I get asked ‘Dr. Anne why do you work with women in difficult divorces?’ Here’s my story…
I was so lonely that I felt like I was the last woman alive.
How could it be that I was married and yet so completely alone? And why was I so scared?
In my head, I continually heard the constant snipping and growling, the never-ending, ‘why did you do that?’ questioning. Sometimes it felt like I was even criticised for how I breathed.
I read countless relationship books, tried all the communication techniques, practiced compassion, put the ‘family’ first, and tried to explain ‘rationally’ my need for kindness — it all fell on deaf ears.
I promised myself no more. If things became dark again, I would leave.
I dug deep, kept my promise to myself and whispered, ‘I want a divorce’.
I naively thought that now I could begin to live again. That we would divorce and live happily-ever-after, apart.
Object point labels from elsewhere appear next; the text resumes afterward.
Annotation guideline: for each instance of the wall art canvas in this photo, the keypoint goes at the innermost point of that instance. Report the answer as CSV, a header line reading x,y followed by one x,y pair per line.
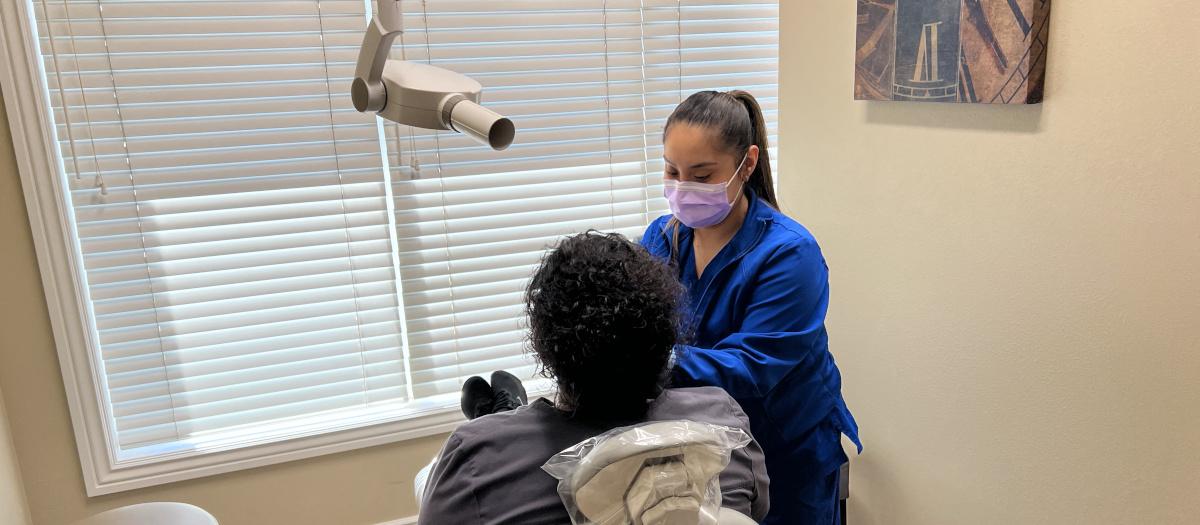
x,y
991,52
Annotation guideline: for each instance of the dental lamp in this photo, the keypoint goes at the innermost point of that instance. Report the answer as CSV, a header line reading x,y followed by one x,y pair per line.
x,y
420,95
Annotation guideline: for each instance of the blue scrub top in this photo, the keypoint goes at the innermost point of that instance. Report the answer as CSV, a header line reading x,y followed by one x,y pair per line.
x,y
759,318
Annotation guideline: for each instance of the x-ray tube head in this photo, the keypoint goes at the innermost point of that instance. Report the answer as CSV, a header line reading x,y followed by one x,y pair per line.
x,y
480,124
420,95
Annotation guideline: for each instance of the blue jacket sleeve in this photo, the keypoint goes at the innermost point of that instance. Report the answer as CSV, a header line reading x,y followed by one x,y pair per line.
x,y
781,326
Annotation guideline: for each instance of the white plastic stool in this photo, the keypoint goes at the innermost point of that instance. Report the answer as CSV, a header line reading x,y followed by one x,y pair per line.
x,y
157,513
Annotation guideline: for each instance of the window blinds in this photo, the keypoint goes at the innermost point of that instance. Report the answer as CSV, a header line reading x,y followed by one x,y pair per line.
x,y
257,252
231,211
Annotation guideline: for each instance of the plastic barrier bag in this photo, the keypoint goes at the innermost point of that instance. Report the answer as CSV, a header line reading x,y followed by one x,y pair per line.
x,y
665,472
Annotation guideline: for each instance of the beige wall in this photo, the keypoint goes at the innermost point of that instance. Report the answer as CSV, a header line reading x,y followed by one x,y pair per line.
x,y
12,494
363,487
1015,290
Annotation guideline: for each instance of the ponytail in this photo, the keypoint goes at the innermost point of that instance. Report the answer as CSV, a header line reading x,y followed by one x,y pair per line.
x,y
737,122
761,181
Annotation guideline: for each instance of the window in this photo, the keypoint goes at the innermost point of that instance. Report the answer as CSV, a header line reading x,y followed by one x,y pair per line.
x,y
259,272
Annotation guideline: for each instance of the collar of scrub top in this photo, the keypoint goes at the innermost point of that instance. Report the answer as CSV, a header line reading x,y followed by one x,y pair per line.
x,y
759,217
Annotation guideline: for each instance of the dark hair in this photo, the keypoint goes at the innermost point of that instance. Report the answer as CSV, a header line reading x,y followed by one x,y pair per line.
x,y
604,315
737,122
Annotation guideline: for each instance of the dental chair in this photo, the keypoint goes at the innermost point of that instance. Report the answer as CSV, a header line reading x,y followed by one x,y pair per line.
x,y
165,513
653,474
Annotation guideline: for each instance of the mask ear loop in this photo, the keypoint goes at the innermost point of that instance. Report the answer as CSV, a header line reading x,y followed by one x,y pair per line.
x,y
736,176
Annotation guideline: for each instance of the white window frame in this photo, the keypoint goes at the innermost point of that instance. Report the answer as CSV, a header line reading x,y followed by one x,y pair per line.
x,y
39,161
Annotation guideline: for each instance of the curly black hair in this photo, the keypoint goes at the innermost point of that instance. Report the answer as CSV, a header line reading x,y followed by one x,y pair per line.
x,y
604,315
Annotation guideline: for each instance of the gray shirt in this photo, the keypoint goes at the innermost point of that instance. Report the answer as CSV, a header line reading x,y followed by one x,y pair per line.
x,y
490,470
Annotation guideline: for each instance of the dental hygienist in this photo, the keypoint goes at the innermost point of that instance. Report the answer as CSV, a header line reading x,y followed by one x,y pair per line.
x,y
757,289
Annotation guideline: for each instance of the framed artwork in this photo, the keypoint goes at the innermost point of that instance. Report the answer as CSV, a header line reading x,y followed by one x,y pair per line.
x,y
991,52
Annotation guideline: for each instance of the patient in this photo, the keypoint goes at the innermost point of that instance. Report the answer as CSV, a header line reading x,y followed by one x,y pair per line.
x,y
604,317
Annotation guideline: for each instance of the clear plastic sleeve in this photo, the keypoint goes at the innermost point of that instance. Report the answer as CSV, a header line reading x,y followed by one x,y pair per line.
x,y
663,472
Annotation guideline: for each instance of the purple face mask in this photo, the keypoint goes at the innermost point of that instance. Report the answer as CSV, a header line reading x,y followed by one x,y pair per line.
x,y
700,205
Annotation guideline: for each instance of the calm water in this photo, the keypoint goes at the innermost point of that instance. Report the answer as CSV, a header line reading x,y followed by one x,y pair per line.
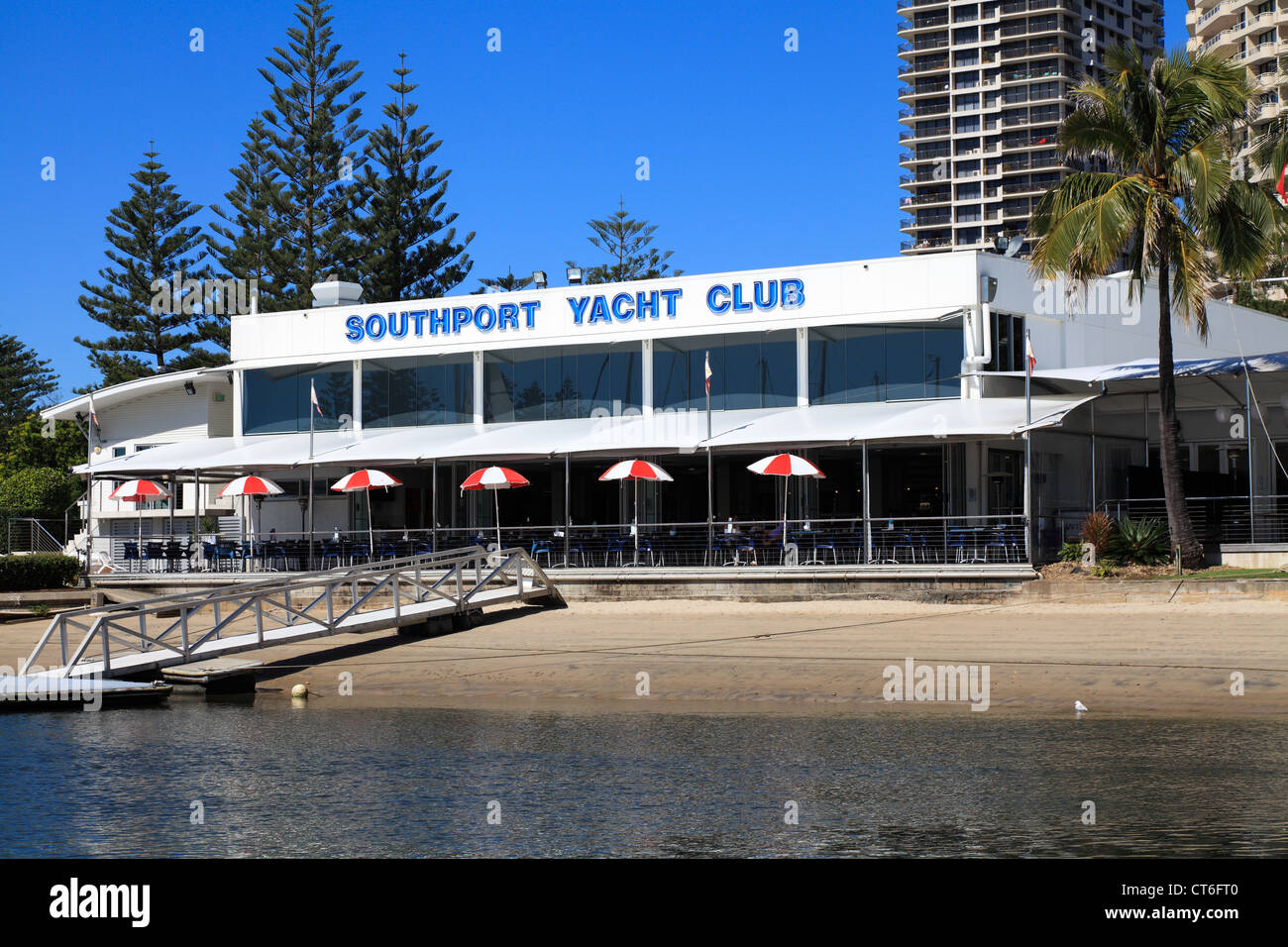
x,y
282,781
I stupidly thought the settlement would be quick. That our son’s welfare would be the main consideration, both of us motivated to keep things stable for him.
I couldn’t have been more wrong.
I waited patiently for the negotiations to open. I waited patiently to hear that there was some form of settlement on the table. I waited patiently for the courts to fix things. I waited patiently like a reasonable, good girl for 2 years. I waited so patiently I literally had no money.